I would suspect they must have hired some staff since then or got the van repaired
I really want to try it again but not for a few more months!
Hey we should plan an outing there!
PS: marinara are you also bear?
Yeah, that's one of the most horrifying restaurant experiences I've heard about in a long time, and it didn't even involve a severed finger or chili (i know i know, it was a hoax). Let's hope it was a fluke... it's always so disappointing to see high quality restaurants go under because they weren't professionally run.
Bear (who's my mom) and I are planning on grabbing some takeout from there at some point soon, we'll give a full report (and look to see if we're the only ones with food). ;-)
Okay, I tried to go one Monday, but it was closed. (Now open on Mondays, BTW).

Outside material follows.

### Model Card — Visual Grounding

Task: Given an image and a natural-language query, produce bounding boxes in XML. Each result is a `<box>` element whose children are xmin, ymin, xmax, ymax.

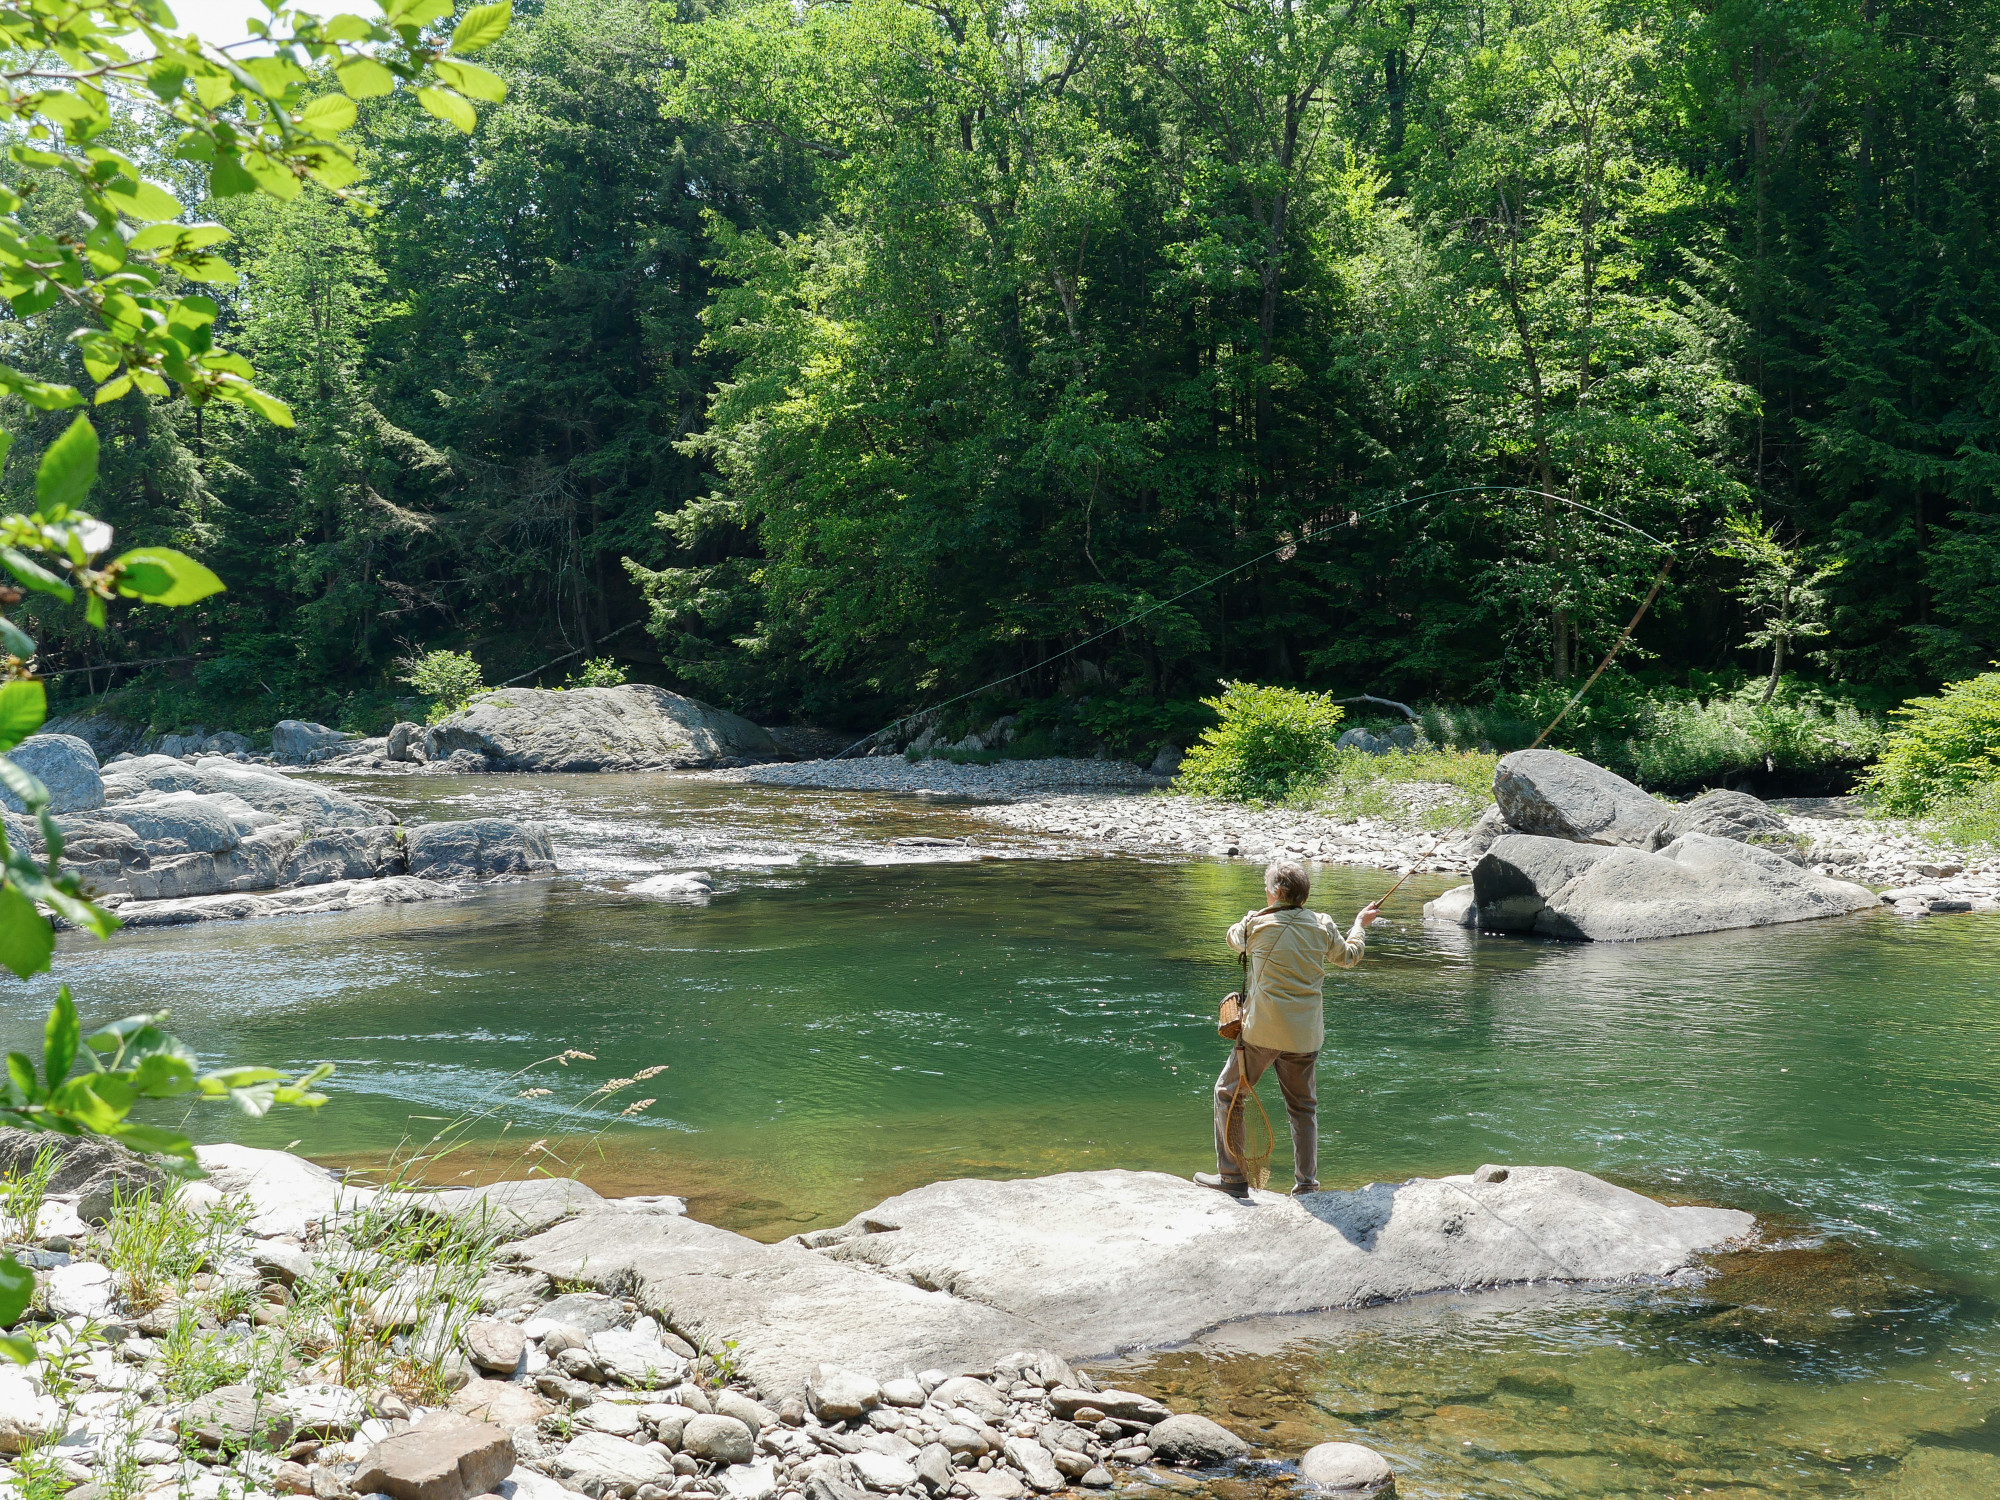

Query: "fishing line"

TC and I went last night, Siunday night, and LOVED it! Owners were really friendly, and helpful. Not that much help was needed, I already knew I wanted; the fish fillets in red pepper sauce with preserved vegetables. Just great. I usually get a similar dish at Sichuan Garden in Brookline, with nappa cabbage, but the preserved cabbage, mushrooms, and bamboo shoots added a flavor layer that I quite liked to this version. They also have the other dish, with other seafood added. TC got shredded pork with Beijing sauce, which he enjoyed, and we shared a wonderful seaweed salad app of seaweed (wakame, not seaweed surimi), bean sprouts and bean-thread noodles in a light, tangy sesame vinaigrette. In fact, everything was pretty light for a Sichuan place. I can't wait to go again. They were about half full. Everyone was Cantonese (I think; usually I can identify Mandarin), except for one couple, who was amazed when another pair of gaijin strolled in.